Pour cette raison, la présidente de l’UAVAT, Sara Bosch, le vice-président, Eli Micciola, et le conseiller de l’entité, Robert Manrique, ont demandé au ministère de l’Intérieur de localiser 248 personnes reconnues par le Tribunal national comme victimes des attentats contre Barcelone et Cambrils et les informer de leurs droits. Ils considèrent qu’il y a un « oubli » des victimes de la part des administrations, et pour cette raison ils le dénoncent comme une « victimisation secondaire » après avoir subi les attentats.

Pour Bosch, l’action « proactive » du ministère doit être avant que la condamnation ne soit définitive puisqu’il la considère comme une « négligence » et ils estiment qu’il n’est pas le seul. En ce sens, ils détaillent que 68 victimes qui apparaissent dans la peine n’ont pas de rapport de leurs blessures, qu’elles soient physiques ou psychologiques, elles demandent donc une attention appropriée. Pour toutes ces raisons, ils défigurent les administrations qui répètent « la chanson éternelle » qu’ils sont à côté des victimes, quand ils ne se sentent pas comme ça, et ils ont demandé plus de soutien pour qu’ils puissent obtenir d’autres prérogatives qui leur correspondent par la loi , comme les soins psychologiques ou l’aide scolaire et professionnelle.
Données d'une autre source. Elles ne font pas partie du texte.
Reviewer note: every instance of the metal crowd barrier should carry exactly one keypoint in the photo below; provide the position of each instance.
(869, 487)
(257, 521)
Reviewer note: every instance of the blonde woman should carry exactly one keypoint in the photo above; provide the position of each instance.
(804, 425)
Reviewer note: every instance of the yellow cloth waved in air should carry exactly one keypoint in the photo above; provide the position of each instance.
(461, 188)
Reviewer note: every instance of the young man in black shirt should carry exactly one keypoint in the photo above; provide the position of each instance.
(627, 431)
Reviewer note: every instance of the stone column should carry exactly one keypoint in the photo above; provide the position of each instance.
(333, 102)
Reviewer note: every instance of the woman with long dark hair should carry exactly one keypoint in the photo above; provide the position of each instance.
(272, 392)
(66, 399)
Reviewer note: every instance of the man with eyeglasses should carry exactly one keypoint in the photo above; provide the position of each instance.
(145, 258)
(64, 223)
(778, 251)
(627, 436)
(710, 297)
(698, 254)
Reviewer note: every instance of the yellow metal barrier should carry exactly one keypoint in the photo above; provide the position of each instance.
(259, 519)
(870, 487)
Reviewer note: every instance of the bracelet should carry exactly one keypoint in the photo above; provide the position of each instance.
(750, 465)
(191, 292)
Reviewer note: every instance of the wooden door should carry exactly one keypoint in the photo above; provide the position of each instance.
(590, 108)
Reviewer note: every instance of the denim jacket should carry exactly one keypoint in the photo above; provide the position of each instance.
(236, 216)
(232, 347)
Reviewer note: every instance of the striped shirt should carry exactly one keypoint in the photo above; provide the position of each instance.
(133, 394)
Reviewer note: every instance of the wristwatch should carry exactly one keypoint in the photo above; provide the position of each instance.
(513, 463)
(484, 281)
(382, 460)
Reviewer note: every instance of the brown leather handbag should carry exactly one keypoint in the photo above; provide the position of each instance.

Pour localiser ces victimes, l’entité a affiché leurs noms sur le site Web. « Ce n’est pas une liste de noms, c’est une liste de personnes. Ça m’accable, ça m’outrage », a déclaré Bosch, qui estime qu’il ne s’agit pas d’argent, ni de se plaindre, mais que les administrations « résolvent leurs erreurs. » revoir les critères de prise en charge et de suivi des victimes et coordonner.

L’UAVAT a rappelé que les protocoles d’indemnisation en cas d’attentat terroriste devraient être revus en plus d’exhorter la Generalitat à ouvrir un bureau spécialisé permettant un suivi spécifique de chaque sinistre, comme celui qui a été clôturé en 2010.

Les attentats du 17 août 2017 ont fait 16 morts et plus de 140 blessés à Barcelone et Cambrils. À l’occasion de son quatrième anniversaire, ce mardi, il y aura une minute de silence et une offrande d’œillets, organisée par la mairie de Barcelone, sur La Rambla, juste au mémorial qui préside à la mémoire des victimes. Comme l’an dernier, il s’agira d’un sobre hommage de petit format, d’une quinzaine de minutes, sur la mosaïque du Pla de l’s de Joan Mir, à l’endroit même où s’est arrêté le fourgon qui a roulé sur des dizaines de personnes il y a quatre ans.

L’événement réunira des membres du Gouvernement, du Gouvernement, du Parlement, de la Mairie de Barcelone ainsi que des représentants institutionnels et des membres des organes de sécurité et d’urgence qui sont intervenus le jour des attentats. Cependant, le poids de la célébration sera pour les victimes et leurs familles, qui seront les premières à déposer leurs couronnes au pied de la mosaïque. Une heure plus tard, également à La Rambla, l’Association catalane des victimes d’organisations terroristes et la plate-forme 17-A Honor y Memoria ont appelé à un autre acte de commémoration pour cet attentat.